If you encounter NaN losses:
1. The model has likely achieved good performance already
2. Use early stopping or reduce learning rate
3. Consider larger batch sizes for stability
## File Structure
```
hrm-mlx/
├── README.md # This file
├── requirements.txt # Python dependencies
├── pretrain.py # Main training script
├── evaluate.py # Evaluation script
├── train_sudoku.sh # Quick training script
├── models/ # Model implementation
│ ├── common.py # Common utilities
│ ├── layers.py # Neural network layers
│ ├── losses.py # Loss functions
│ ├── sparse_embedding.py
│ └── hrm/ # HRM specific modules
├── data/ # Dataset directory
│ └── sudoku-extreme/ # Sudoku dataset
└── checkpoints/ # Saved models
```
## Differences from Original
This implementation is mathematically identical to the original with these adaptations for MLX:
1. **Attention**: Standard scaled dot-product attention (no FlashAttention)

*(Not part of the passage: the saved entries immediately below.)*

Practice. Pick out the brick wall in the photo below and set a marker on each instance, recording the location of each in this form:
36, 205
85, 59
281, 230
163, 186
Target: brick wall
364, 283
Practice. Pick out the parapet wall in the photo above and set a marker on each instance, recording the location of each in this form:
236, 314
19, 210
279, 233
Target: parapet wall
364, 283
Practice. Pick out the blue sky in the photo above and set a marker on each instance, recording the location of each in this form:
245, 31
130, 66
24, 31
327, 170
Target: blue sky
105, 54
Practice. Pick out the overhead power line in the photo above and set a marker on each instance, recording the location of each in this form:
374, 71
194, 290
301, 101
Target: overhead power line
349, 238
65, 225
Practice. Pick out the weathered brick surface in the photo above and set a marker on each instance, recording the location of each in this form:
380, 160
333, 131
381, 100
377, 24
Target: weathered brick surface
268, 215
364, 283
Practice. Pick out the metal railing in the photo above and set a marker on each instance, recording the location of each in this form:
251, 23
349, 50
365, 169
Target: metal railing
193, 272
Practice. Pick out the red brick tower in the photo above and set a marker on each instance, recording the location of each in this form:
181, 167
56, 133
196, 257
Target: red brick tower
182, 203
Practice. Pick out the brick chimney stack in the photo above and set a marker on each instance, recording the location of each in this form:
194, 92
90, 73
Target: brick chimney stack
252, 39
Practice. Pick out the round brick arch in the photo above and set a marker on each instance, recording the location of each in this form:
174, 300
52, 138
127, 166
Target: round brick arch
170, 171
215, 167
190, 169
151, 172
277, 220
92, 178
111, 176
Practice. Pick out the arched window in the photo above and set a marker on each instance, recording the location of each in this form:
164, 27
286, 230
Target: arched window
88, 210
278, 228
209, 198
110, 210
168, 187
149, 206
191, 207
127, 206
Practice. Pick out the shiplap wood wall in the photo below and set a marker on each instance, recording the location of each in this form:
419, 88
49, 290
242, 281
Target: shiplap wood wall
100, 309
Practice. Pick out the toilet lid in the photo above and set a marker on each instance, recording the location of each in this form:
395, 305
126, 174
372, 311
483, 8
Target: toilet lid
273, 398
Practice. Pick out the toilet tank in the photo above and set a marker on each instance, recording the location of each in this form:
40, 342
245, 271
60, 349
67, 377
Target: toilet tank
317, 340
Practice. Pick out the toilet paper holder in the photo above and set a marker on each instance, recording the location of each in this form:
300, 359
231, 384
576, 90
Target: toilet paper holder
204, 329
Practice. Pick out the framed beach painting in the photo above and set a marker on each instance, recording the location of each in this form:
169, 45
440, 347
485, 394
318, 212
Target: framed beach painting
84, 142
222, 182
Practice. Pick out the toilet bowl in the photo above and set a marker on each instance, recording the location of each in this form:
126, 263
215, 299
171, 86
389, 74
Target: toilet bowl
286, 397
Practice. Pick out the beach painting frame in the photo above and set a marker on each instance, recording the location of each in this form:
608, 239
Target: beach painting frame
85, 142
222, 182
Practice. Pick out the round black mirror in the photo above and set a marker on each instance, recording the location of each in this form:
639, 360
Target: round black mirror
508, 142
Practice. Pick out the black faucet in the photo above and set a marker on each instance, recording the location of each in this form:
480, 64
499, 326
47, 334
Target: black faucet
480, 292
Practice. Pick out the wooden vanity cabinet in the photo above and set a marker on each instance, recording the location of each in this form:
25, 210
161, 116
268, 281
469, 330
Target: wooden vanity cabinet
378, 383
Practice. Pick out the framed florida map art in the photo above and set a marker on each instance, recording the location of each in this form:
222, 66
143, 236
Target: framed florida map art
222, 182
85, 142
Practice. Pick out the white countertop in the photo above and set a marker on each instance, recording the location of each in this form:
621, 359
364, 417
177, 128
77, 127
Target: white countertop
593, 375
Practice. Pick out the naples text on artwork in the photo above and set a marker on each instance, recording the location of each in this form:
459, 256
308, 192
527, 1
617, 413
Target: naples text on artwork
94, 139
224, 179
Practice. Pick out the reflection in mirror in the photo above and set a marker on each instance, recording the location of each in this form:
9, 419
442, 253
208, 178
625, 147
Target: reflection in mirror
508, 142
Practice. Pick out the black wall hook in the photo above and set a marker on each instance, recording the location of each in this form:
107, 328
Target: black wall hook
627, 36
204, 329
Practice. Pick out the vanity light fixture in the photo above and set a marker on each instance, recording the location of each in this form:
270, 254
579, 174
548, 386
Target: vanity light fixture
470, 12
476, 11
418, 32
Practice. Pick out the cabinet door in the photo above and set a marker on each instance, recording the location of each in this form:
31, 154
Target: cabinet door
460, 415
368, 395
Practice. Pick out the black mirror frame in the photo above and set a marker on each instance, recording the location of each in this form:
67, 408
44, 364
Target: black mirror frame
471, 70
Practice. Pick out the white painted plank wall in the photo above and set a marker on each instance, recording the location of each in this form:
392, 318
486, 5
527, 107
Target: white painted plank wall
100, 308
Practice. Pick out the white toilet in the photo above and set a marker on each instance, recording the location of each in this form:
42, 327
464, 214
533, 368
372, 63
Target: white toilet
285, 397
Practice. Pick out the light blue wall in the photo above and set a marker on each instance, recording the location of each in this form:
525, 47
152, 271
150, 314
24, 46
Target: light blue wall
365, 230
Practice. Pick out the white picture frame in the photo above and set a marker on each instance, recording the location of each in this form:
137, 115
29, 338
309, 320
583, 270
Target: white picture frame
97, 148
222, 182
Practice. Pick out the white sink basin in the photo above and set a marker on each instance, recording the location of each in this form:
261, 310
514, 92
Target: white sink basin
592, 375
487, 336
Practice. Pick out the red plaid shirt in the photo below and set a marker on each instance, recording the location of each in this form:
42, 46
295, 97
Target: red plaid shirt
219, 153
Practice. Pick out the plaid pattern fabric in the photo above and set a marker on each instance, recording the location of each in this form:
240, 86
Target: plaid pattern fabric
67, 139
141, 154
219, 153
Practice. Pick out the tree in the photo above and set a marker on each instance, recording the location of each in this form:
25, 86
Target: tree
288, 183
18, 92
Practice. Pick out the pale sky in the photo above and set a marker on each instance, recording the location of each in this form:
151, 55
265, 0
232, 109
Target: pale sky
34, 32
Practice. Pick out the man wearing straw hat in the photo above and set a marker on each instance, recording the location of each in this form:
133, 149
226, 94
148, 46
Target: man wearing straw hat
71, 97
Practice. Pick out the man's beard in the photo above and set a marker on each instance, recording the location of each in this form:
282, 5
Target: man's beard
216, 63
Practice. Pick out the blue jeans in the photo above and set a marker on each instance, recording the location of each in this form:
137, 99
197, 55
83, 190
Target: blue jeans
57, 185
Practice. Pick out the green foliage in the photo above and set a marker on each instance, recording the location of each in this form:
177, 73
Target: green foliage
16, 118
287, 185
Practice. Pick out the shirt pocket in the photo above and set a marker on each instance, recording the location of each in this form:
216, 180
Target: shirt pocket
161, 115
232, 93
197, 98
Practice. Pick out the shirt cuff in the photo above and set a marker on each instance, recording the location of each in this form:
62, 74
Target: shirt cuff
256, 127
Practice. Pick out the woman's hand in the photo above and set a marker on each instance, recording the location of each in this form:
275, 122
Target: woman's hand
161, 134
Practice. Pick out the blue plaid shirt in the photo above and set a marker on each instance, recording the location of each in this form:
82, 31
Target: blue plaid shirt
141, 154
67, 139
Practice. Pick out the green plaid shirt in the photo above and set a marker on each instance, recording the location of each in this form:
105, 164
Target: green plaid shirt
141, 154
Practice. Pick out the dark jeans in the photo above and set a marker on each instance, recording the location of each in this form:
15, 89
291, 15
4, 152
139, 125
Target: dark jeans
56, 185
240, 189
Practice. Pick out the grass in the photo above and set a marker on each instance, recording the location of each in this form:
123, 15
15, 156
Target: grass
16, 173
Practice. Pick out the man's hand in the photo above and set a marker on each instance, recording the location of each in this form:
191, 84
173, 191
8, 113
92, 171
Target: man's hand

2. **Buffers**: Uses `mx.stop_gradient()` instead of PyTorch buffers
3. **Data Types**: Float32 throughout (MLX limitation for some operations)
4. **Optimizers**: MLX's AdamW implementation
5. **Checkpointing**: `.npz` format instead of PyTorch `.pt`
## Advanced Usage
### Custom Training
```python
from models.hrm import HierarchicalReasoningModel
from pretrain import HRMTrainer
# Create model with custom config
model = HierarchicalReasoningModel(
vocab_size=vocab_size,
d_model=768, # Larger model
H_cycles=4, # More reasoning cycles
L_cycles=4,
halt_max_steps=16 # More computation time
)
# Train with custom settings
trainer = HRMTrainer(
model=model,
learning_rate=5e-5,
batch_size=64
)
```
### Checkpointing
The trainer automatically:
- Saves checkpoints every 10 steps
- Keeps only the 2 most recent checkpoints
- Saves best model based on validation accuracy
- Supports auto-resume from latest checkpoint
## Citation
If you use this implementation, please cite the original HRM paper:
```bibtex
@article{wang2025hierarchical,
title={Hierarchical Reasoning Model},
author={Wang, Guan and Li, Jin and Sun, Yuhao and Chen, Xing and Liu, Changling and Wu, Yue and Lu, Meng and Song, Sen and Yadkori, Yasin Abbasi},
journal={arXiv preprint arXiv:2506.21734},
year={2025}
}
```
## Acknowledgments
- Original HRM authors for the groundbreaking architecture
- Apple MLX team for the excellent framework
- The original implementation served as the exact reference
## License
This implementation follows the same license as the original HRM repository.